ABOUT THE BOOK
This book presents a novel framework for studying historical legalisation using quantitative methods, with 10 fully-preserved laws from medieval Sweden, written between c. 1225 and 1350, serving as a case study. By applying a systematic classification scheme to each legal provision, it is possible to investigate the major differences and similarities in structure and content between the 10 laws. This, in turn, allows for the re-assessment of many long-standing problems in Swedish and European medieval legal history that have been challenging to address with traditional methods based on text analyses.
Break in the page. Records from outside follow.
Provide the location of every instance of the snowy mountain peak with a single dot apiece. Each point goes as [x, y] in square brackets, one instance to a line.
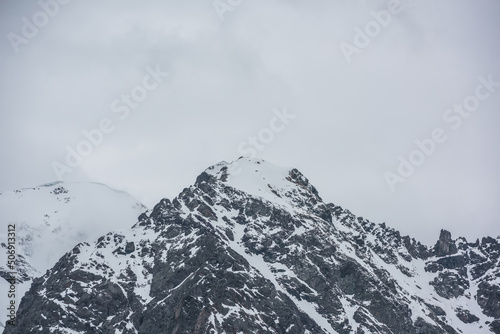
[259, 178]
[252, 248]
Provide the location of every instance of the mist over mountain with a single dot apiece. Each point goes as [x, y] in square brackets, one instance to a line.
[51, 219]
[251, 247]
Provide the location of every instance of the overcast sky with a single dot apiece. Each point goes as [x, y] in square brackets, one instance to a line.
[359, 89]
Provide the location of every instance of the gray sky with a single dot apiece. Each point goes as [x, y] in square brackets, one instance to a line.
[361, 92]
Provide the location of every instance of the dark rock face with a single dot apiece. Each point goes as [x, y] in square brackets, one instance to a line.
[217, 259]
[466, 316]
[445, 245]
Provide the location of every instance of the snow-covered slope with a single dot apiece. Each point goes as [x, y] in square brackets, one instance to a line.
[252, 248]
[51, 219]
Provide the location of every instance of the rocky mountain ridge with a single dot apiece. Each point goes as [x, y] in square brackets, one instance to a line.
[254, 249]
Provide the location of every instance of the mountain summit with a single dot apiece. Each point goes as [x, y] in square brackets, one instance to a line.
[252, 248]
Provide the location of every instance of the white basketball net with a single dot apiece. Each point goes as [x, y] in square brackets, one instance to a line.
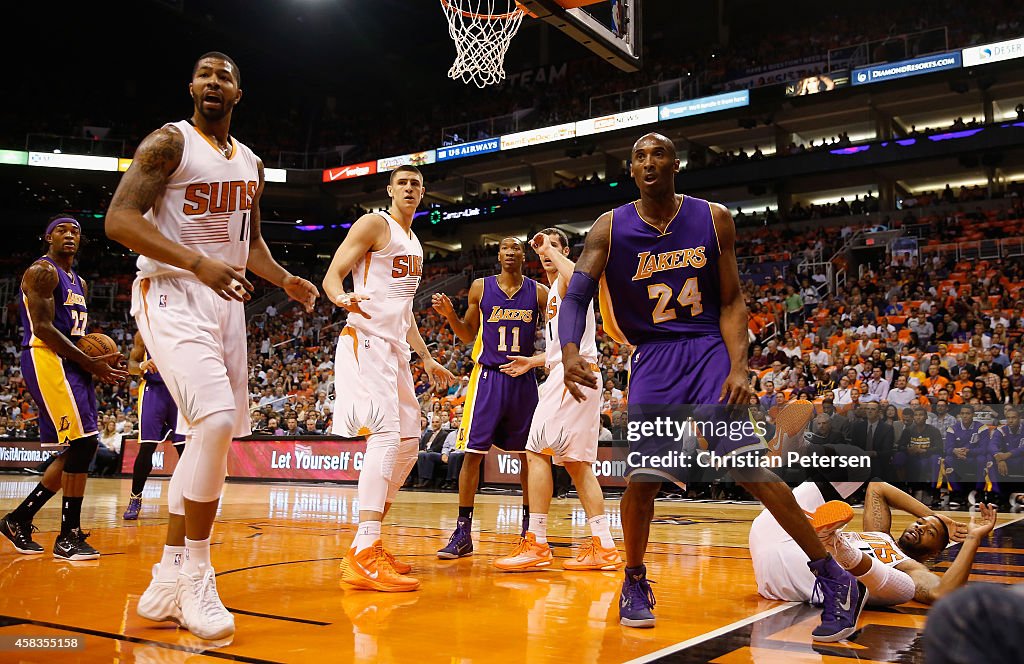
[481, 31]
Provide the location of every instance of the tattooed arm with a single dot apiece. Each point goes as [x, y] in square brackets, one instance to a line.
[143, 182]
[882, 498]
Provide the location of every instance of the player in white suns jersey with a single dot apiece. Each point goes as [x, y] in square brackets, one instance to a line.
[563, 429]
[891, 569]
[374, 392]
[188, 205]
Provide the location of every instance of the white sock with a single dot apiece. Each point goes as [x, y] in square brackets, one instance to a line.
[367, 535]
[170, 565]
[197, 556]
[539, 527]
[600, 528]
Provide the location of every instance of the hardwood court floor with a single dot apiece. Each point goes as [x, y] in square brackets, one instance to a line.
[276, 549]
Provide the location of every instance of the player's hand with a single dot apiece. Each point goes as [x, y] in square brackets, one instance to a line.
[984, 524]
[957, 530]
[516, 366]
[301, 291]
[226, 281]
[541, 243]
[578, 372]
[736, 388]
[350, 302]
[442, 304]
[107, 368]
[436, 374]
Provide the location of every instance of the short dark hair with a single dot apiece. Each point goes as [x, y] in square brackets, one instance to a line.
[564, 239]
[221, 56]
[406, 168]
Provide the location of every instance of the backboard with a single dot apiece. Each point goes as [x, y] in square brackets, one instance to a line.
[609, 28]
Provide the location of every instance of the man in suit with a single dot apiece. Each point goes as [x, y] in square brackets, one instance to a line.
[876, 437]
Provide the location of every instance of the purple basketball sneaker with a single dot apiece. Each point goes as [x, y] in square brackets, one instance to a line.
[843, 599]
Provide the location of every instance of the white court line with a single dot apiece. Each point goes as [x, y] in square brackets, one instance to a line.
[669, 650]
[689, 642]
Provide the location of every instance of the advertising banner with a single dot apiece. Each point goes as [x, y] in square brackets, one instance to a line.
[705, 105]
[996, 52]
[616, 121]
[904, 69]
[349, 171]
[15, 454]
[469, 150]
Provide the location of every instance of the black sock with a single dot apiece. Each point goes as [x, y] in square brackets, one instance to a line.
[71, 516]
[32, 504]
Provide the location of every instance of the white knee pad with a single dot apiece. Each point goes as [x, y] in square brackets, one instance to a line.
[175, 501]
[207, 464]
[887, 585]
[403, 461]
[378, 464]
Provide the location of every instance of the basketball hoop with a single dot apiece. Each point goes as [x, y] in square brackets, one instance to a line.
[481, 31]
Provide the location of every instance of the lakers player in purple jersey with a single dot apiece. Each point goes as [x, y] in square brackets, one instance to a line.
[501, 322]
[59, 377]
[667, 264]
[158, 420]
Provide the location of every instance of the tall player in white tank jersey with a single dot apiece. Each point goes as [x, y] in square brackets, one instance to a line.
[563, 429]
[374, 392]
[188, 205]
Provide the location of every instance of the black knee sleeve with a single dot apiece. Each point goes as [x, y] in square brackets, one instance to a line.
[80, 453]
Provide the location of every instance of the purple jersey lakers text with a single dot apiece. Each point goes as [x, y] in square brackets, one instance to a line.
[660, 286]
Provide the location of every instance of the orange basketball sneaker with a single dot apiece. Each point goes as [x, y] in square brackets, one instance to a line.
[830, 517]
[527, 556]
[399, 567]
[790, 423]
[372, 570]
[594, 556]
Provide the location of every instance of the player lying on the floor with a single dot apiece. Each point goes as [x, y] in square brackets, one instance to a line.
[892, 570]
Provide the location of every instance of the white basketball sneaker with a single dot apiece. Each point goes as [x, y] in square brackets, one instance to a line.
[159, 603]
[202, 611]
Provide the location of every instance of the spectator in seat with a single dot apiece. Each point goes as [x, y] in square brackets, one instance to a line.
[105, 460]
[292, 427]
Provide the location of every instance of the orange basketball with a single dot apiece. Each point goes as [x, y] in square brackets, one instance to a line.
[96, 344]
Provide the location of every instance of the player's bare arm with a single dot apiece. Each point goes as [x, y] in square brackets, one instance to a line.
[881, 498]
[592, 262]
[467, 327]
[736, 388]
[263, 263]
[370, 233]
[136, 357]
[38, 284]
[929, 587]
[436, 374]
[158, 157]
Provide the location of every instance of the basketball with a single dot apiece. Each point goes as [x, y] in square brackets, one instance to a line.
[96, 344]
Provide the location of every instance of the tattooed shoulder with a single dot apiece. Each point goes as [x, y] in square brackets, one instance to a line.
[41, 278]
[161, 150]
Over the course of the thirteenth and fourteenth centuries, major changes in the proportion of legal provisions devoted to different fields of law, and to prescribed consequences, are found. The book shows how the proportions of civil law and public law expanded at the expense of criminal law. Furthermore, a clear transition from casuistic to more abstract law provisions can also be witnessed.
ABOUT THE AUTHOR
Fredrik Charpentier Ljungqvist is Associate Professor of both History and Physical Geography at Stockholm University, Sweden. His current research interests range from medieval Scandinavian law to the link between past climate variability and historical harvest yields, the effect of plague outbreaks on the history of European building activity, and socio-political aspects of historical food (in)security. He is the author and co-author of more than 80 peer-reviewed articles and the author of four popular science books, and an experienced university teacher and popular science lecturer. As a Pro Futura Scientia Fellow at the Swedish Collegium for Advanced Study, he leads the interdisciplinary project “Disentangling socio-political and climatic factors for food insecurity in early modern Europe (c. 1500–1800)”.